Helping Up Mission partners with GBMC to offer primary care

Editor’s note: The following article appeared on bizjournals.com on March 25, 2019.

By Morgan Eichensehr

As Helping Up Mission Inc. expands to serve more homeless and drug-addicted Baltimoreans in Jonestown, the nonprofit is increasing onsite access to medical care through a partnership with Greater Baltimore Medical Center.

Helping Up Mission has been working on a multi-building expansion project along the 1000 block of East Baltimore Street. CEO Robert Gehman said the organization currently serves about 500 men in residence, going through drug and alcohol recovery or struggling with poverty and homelessness.

Five years from now, about 200 women and 50 children will be added to the mix. That growing population is going to need access to primary health care services, Gehman said. That’s where GBMC comes in.

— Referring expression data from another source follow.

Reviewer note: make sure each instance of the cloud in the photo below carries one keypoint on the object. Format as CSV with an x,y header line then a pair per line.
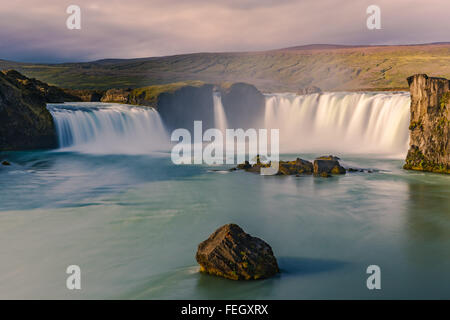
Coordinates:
x,y
36,31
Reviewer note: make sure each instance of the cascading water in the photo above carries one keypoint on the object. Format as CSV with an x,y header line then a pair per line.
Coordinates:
x,y
220,119
108,128
341,122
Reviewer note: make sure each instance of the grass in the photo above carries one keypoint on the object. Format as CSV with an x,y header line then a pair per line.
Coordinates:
x,y
333,69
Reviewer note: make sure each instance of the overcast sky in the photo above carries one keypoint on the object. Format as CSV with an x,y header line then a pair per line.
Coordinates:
x,y
36,31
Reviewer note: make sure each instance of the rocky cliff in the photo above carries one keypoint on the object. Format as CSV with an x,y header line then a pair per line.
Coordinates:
x,y
25,122
244,105
429,127
181,103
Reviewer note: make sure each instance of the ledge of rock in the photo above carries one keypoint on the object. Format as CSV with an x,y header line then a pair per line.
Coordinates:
x,y
309,90
327,165
233,254
323,166
429,127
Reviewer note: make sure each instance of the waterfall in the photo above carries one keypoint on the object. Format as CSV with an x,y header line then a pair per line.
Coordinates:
x,y
341,122
220,119
108,128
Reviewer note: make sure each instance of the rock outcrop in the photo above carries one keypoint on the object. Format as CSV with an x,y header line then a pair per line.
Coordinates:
x,y
50,93
181,107
323,166
309,90
429,127
25,122
231,253
244,105
87,95
116,96
326,165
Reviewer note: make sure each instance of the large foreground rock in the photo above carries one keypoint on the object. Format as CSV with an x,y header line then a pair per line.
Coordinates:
x,y
231,253
429,127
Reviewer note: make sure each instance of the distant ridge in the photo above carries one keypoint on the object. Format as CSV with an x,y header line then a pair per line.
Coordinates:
x,y
331,67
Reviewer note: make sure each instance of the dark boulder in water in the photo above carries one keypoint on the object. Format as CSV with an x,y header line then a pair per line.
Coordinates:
x,y
309,90
244,105
233,254
285,168
328,165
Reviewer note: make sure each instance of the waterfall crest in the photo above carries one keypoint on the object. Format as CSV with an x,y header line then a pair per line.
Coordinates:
x,y
220,118
108,128
341,122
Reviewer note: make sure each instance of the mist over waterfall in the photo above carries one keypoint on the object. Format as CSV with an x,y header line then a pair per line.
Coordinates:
x,y
108,128
220,118
341,122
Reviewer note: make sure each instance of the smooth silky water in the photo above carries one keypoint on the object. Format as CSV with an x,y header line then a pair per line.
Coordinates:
x,y
111,201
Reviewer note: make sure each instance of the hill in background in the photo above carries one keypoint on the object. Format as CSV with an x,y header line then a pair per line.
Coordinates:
x,y
330,67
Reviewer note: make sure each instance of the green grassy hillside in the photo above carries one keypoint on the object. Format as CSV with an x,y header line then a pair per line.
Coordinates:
x,y
328,67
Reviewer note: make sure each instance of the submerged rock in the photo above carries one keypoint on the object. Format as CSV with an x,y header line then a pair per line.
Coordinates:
x,y
323,166
309,90
233,254
328,165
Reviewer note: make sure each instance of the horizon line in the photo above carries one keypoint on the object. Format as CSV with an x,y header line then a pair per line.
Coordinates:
x,y
305,47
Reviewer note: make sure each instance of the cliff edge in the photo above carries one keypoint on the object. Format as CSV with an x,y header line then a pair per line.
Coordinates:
x,y
429,126
25,122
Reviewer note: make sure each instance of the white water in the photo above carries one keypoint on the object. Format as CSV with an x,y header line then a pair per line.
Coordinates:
x,y
341,122
358,123
108,128
220,118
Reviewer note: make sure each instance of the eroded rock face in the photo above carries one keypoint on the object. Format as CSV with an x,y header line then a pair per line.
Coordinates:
x,y
244,105
309,90
233,254
25,122
50,93
116,95
429,127
326,165
323,166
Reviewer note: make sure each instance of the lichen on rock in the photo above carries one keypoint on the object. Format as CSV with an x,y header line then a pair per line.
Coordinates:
x,y
429,126
231,253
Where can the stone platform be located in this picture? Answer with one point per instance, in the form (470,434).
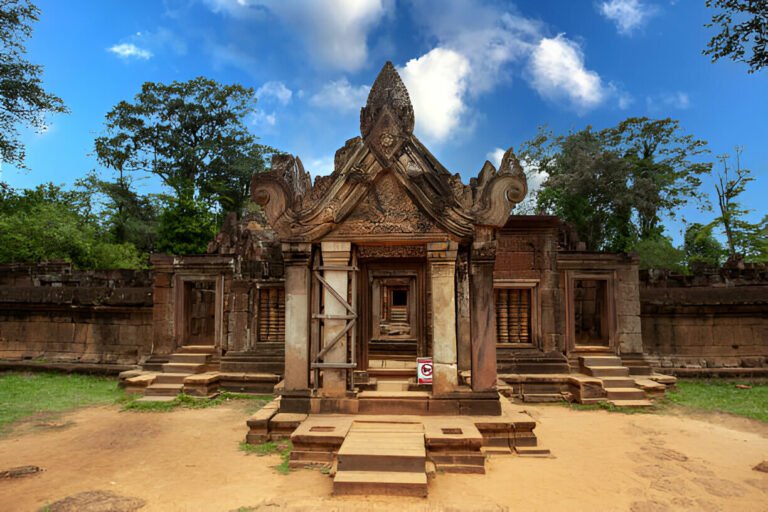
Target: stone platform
(394,453)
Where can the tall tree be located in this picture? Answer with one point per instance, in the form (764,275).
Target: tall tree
(127,216)
(743,238)
(701,247)
(663,174)
(49,222)
(192,135)
(743,35)
(23,101)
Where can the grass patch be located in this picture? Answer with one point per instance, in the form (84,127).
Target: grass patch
(723,396)
(26,395)
(130,403)
(282,448)
(607,406)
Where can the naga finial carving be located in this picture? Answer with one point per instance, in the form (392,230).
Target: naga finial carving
(497,192)
(281,189)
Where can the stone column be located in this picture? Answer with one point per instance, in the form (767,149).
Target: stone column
(335,254)
(483,317)
(464,333)
(442,269)
(297,281)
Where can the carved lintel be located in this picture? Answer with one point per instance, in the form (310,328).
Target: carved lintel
(391,251)
(297,254)
(483,252)
(442,251)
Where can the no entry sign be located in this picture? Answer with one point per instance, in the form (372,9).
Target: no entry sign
(424,370)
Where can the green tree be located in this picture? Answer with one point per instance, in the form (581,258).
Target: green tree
(743,35)
(615,185)
(186,226)
(192,135)
(657,252)
(127,216)
(23,101)
(586,185)
(701,247)
(743,238)
(663,177)
(48,223)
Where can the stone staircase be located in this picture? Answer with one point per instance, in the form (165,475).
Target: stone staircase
(382,458)
(190,360)
(620,388)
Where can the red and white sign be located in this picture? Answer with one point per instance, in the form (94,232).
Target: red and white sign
(424,370)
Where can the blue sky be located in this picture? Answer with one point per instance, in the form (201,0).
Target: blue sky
(482,74)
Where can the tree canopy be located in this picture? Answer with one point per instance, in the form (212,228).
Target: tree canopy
(49,223)
(743,35)
(192,135)
(744,239)
(615,185)
(23,101)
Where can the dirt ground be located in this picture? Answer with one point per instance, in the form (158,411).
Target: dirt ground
(189,460)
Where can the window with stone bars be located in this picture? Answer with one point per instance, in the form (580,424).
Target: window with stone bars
(271,314)
(513,315)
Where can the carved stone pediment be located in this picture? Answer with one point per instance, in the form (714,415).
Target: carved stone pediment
(386,182)
(386,210)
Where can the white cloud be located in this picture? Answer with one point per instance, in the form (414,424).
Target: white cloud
(495,156)
(628,15)
(666,101)
(130,51)
(322,166)
(263,119)
(489,38)
(437,84)
(276,90)
(335,31)
(558,72)
(341,95)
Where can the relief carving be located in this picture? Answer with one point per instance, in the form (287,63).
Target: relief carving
(386,209)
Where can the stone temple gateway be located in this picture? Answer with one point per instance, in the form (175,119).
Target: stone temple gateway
(391,254)
(333,291)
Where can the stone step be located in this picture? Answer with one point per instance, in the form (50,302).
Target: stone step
(198,349)
(631,403)
(599,361)
(469,459)
(187,368)
(170,378)
(607,371)
(543,397)
(382,451)
(189,357)
(163,390)
(390,483)
(146,399)
(467,469)
(625,394)
(392,385)
(618,382)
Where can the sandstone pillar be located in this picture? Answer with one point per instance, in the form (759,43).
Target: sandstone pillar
(335,254)
(297,282)
(483,317)
(442,269)
(464,333)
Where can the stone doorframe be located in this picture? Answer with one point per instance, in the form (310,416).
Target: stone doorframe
(610,314)
(181,314)
(383,269)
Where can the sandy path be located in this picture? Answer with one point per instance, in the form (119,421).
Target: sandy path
(189,460)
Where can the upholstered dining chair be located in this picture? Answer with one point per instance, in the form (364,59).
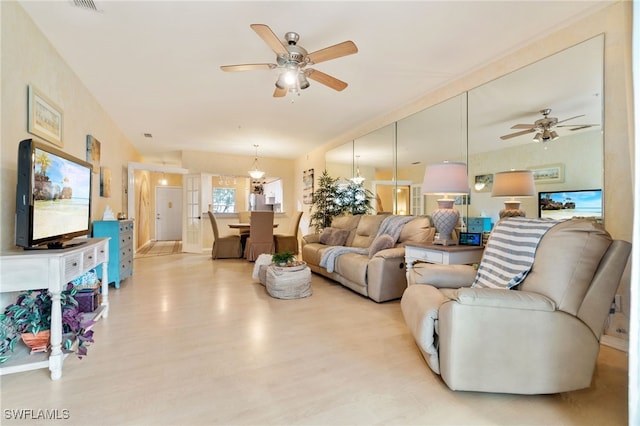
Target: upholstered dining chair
(224,247)
(260,235)
(289,241)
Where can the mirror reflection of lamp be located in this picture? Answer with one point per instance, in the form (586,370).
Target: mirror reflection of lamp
(357,179)
(447,178)
(513,183)
(255,172)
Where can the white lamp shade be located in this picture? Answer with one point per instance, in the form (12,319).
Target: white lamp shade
(446,178)
(514,183)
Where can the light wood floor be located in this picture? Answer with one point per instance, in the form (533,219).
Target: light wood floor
(192,341)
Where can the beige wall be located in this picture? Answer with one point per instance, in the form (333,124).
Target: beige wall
(29,58)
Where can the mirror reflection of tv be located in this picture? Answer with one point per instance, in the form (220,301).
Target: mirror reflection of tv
(53,197)
(584,203)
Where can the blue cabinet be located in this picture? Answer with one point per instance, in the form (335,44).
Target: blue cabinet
(120,247)
(479,224)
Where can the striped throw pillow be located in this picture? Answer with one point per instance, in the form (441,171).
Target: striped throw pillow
(510,251)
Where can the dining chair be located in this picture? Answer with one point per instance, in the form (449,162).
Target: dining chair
(224,247)
(289,241)
(260,235)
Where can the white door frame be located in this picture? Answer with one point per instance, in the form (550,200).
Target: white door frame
(175,210)
(131,183)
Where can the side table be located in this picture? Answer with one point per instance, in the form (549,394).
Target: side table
(444,255)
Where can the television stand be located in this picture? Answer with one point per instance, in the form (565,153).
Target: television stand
(58,245)
(31,270)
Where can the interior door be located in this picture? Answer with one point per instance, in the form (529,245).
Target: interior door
(192,224)
(168,213)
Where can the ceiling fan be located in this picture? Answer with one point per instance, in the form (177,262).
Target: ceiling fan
(544,127)
(292,61)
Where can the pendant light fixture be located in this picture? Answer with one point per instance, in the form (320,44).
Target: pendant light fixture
(255,172)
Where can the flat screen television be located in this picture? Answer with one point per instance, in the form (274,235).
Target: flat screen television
(569,204)
(53,197)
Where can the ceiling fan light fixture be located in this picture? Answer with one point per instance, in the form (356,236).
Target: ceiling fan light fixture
(303,83)
(289,77)
(538,137)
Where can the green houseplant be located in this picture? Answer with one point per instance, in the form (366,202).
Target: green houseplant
(31,314)
(335,197)
(284,258)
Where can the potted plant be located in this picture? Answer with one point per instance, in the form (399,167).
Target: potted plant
(30,316)
(283,259)
(8,337)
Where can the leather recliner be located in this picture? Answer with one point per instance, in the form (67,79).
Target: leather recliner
(542,337)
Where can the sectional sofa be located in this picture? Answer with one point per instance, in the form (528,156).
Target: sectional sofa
(367,252)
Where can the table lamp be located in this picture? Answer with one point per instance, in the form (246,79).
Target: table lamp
(514,183)
(447,178)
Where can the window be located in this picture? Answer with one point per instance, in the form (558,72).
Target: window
(224,200)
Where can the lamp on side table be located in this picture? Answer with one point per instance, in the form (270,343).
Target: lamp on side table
(514,183)
(446,178)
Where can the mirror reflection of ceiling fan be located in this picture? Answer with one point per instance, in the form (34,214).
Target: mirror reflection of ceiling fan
(544,127)
(292,61)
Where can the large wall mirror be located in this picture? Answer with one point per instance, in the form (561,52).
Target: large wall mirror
(570,83)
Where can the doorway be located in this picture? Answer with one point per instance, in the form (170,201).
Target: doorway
(168,213)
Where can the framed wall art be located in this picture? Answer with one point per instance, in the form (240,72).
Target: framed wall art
(550,173)
(105,182)
(45,118)
(93,153)
(307,186)
(483,183)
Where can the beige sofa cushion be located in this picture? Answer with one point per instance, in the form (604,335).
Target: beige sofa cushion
(334,236)
(349,223)
(367,230)
(418,230)
(381,242)
(566,260)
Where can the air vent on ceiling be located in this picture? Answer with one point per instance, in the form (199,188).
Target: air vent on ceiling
(85,4)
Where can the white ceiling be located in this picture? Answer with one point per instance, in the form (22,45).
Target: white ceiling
(154,65)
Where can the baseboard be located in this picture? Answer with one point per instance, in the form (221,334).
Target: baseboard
(615,342)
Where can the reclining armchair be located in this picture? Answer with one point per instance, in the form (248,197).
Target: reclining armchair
(541,337)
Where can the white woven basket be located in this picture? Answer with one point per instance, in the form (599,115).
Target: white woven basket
(283,284)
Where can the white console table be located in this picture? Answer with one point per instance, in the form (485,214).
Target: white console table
(444,255)
(52,269)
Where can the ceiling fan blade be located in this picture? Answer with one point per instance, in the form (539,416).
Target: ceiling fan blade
(336,51)
(579,126)
(248,67)
(270,38)
(567,119)
(326,79)
(513,135)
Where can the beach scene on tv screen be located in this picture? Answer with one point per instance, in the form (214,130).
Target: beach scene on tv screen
(61,196)
(565,205)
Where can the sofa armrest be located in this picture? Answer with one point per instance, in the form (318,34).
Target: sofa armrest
(391,253)
(501,298)
(442,276)
(310,238)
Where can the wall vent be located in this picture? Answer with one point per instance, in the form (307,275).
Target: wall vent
(85,4)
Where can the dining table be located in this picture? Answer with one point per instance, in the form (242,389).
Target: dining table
(244,226)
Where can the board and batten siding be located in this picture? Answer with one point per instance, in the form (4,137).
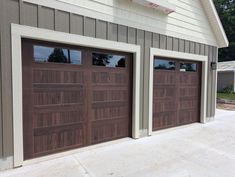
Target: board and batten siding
(19,12)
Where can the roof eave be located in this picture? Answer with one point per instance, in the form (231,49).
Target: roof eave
(220,35)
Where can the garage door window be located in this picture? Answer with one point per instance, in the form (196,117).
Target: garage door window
(57,55)
(164,64)
(107,60)
(188,67)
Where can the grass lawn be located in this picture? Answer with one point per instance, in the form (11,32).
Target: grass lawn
(228,96)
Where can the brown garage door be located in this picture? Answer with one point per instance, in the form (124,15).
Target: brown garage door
(73,97)
(176,97)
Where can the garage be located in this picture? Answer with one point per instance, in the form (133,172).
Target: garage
(176,92)
(73,96)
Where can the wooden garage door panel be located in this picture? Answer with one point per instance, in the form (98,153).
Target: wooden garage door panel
(176,93)
(55,139)
(52,117)
(67,105)
(164,78)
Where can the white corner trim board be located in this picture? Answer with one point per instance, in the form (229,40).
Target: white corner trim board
(184,56)
(19,31)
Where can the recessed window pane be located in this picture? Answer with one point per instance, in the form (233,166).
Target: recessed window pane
(107,60)
(57,55)
(164,64)
(188,67)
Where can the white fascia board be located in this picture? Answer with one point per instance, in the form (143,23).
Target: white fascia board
(160,5)
(215,22)
(73,8)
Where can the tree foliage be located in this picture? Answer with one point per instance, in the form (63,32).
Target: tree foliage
(226,11)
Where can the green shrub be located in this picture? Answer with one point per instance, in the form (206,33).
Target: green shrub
(228,89)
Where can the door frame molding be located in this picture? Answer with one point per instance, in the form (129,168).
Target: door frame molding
(179,56)
(20,31)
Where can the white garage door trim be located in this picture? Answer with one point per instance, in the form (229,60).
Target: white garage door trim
(180,56)
(19,31)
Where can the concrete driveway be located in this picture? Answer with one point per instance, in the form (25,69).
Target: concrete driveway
(196,150)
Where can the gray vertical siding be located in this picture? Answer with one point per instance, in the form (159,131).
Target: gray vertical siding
(140,41)
(16,11)
(1,147)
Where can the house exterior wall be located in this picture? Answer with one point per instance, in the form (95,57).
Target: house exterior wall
(24,13)
(188,22)
(225,79)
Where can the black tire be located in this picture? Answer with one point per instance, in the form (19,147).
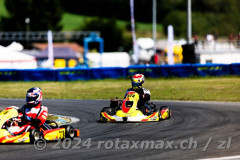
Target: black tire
(169,111)
(109,110)
(34,135)
(69,131)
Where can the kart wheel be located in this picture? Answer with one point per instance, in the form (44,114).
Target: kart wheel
(69,131)
(109,110)
(34,135)
(52,124)
(169,111)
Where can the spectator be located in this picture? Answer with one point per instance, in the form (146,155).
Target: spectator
(195,38)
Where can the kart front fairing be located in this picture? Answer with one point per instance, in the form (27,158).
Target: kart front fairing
(129,111)
(137,116)
(5,135)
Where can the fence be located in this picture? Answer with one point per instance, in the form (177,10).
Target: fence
(183,70)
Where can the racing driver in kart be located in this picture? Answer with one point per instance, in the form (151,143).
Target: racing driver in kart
(144,94)
(32,114)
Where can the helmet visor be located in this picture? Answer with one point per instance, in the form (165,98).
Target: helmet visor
(32,98)
(136,85)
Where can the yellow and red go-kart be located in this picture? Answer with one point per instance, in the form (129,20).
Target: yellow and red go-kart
(49,131)
(127,111)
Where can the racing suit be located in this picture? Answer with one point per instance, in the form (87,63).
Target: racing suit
(144,96)
(31,118)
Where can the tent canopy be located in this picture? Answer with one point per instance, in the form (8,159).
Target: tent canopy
(59,53)
(13,59)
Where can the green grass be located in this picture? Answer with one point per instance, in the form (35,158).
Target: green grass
(193,89)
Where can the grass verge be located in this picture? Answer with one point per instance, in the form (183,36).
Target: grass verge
(192,89)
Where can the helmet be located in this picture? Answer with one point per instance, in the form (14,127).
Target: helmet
(137,81)
(34,96)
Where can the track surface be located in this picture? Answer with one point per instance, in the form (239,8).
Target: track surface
(196,121)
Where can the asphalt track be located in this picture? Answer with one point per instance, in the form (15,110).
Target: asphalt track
(192,127)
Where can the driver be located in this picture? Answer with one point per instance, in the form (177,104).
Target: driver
(144,94)
(32,114)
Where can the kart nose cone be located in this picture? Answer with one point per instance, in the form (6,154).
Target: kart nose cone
(124,119)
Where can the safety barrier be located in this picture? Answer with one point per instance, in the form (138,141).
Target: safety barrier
(154,71)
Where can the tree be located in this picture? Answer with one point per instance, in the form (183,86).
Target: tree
(43,15)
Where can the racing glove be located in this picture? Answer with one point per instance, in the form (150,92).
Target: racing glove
(25,117)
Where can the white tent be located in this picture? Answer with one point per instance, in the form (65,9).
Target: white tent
(10,59)
(109,59)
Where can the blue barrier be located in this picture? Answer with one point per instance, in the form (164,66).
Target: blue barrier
(154,71)
(234,69)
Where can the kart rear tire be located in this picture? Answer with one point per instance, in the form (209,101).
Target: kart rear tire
(34,135)
(169,111)
(69,131)
(108,110)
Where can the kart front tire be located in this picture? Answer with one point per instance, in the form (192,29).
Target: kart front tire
(69,131)
(34,135)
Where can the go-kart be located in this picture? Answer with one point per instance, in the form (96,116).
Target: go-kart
(9,120)
(127,111)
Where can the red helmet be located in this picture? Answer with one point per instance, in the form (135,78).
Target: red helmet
(34,96)
(137,81)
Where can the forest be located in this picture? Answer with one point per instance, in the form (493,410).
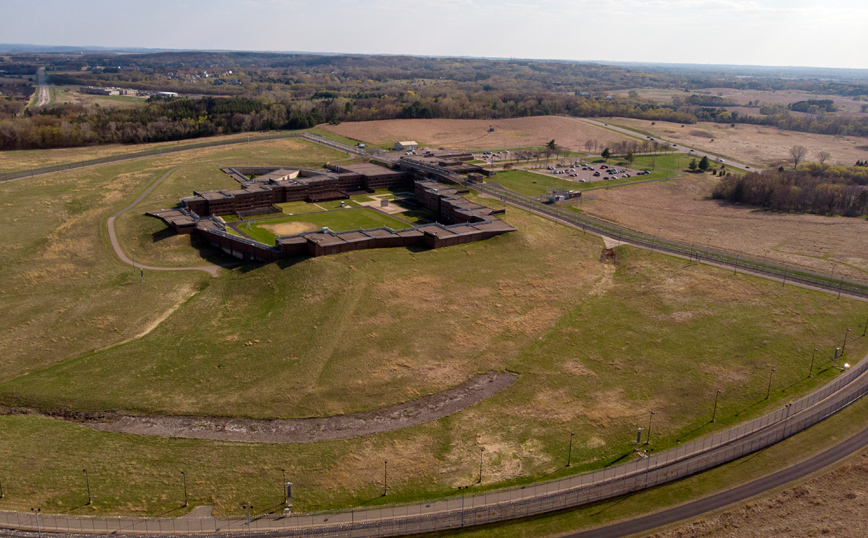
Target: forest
(815,188)
(238,92)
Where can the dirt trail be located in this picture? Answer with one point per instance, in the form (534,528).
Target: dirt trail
(303,430)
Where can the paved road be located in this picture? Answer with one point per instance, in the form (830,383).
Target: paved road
(211,269)
(680,149)
(726,498)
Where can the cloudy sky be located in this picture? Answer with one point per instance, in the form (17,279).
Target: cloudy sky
(830,33)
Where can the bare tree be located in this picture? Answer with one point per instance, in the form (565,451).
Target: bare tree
(798,153)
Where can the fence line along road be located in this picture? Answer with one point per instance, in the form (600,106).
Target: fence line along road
(505,504)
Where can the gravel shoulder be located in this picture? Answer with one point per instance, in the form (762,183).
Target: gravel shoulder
(302,430)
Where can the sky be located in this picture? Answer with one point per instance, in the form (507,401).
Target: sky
(829,33)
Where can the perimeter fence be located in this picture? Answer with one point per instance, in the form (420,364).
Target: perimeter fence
(504,504)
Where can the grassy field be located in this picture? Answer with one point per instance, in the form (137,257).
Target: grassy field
(756,145)
(337,220)
(569,133)
(533,184)
(595,345)
(683,211)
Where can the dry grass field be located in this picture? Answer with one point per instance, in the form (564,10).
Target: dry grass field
(473,134)
(752,144)
(683,211)
(845,105)
(833,504)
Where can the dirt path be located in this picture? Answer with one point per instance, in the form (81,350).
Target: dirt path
(306,430)
(213,270)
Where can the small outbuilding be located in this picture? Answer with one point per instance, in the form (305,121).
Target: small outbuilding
(408,145)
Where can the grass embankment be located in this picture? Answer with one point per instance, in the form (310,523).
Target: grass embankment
(596,346)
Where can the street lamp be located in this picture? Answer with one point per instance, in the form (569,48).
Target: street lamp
(247,507)
(846,334)
(648,435)
(714,413)
(769,391)
(87,481)
(36,511)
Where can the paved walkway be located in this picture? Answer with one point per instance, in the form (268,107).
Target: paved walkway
(211,269)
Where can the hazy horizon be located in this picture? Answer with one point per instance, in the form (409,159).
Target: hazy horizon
(758,33)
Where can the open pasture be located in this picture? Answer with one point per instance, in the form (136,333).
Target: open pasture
(596,346)
(569,133)
(755,145)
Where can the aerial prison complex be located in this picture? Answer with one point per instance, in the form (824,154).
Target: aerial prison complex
(459,220)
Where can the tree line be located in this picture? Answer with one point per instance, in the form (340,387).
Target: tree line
(815,188)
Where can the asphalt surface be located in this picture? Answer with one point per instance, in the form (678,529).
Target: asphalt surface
(726,498)
(211,269)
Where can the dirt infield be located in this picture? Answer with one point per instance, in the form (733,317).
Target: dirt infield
(754,144)
(473,134)
(682,211)
(289,228)
(304,430)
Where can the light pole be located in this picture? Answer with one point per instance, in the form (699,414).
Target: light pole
(846,334)
(714,413)
(248,507)
(36,511)
(769,391)
(648,435)
(87,481)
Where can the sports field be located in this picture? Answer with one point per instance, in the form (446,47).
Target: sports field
(336,220)
(596,346)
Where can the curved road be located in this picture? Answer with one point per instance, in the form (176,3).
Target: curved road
(726,498)
(211,269)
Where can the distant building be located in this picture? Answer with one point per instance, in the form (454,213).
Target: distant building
(408,145)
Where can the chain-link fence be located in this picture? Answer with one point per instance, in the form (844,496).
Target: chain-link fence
(504,504)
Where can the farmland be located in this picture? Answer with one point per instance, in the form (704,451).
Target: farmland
(595,346)
(569,133)
(752,144)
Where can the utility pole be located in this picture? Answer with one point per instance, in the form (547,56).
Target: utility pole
(769,391)
(714,413)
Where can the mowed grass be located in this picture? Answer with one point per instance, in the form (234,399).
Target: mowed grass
(596,347)
(337,220)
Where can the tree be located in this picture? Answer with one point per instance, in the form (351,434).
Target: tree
(798,153)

GBMC will operate a new primary care clinic for Helping Up Mission’s existing residents and their families, as well as its alumni and other community members. The hospital provides primary care services, including pediatric and family care, at 12 existing locations throughout Greater Baltimore. CEO Dr. John Chessare said GBMC has been seeking opportunities to expand its primary care footprint into poorer communities in the area, and found a ready partner in Helping Up Mission.

About $100,000 of the $230,000 funding needed for the upstart of the clinic has been provided through state funding, Gehman said. He said the organization is working to raise the remaining funding now, and hopes to have the clinic fully up and running by May.

The clinic will be housed in a building that used to be the site of Presbyterian Eye, Ear and Throat Charity Hospital, which ultimately evolved into GBMC as it exists today. Chessare said this new primary care clinic represents “a kind of homecoming” for his organization.

Chessare said GBMC will receive some budgetary incentives from the state’s rate-setting organization to expand primary care services to the poorer communities in Baltimore. The Health Services Cost Review Commission, which sets revenue goals for each hospital in the state, is authorized to provide rate incentives for hospital projects aimed at producing greater efficiency and quality in the delivery of health care, or expanding health care access in needy communities.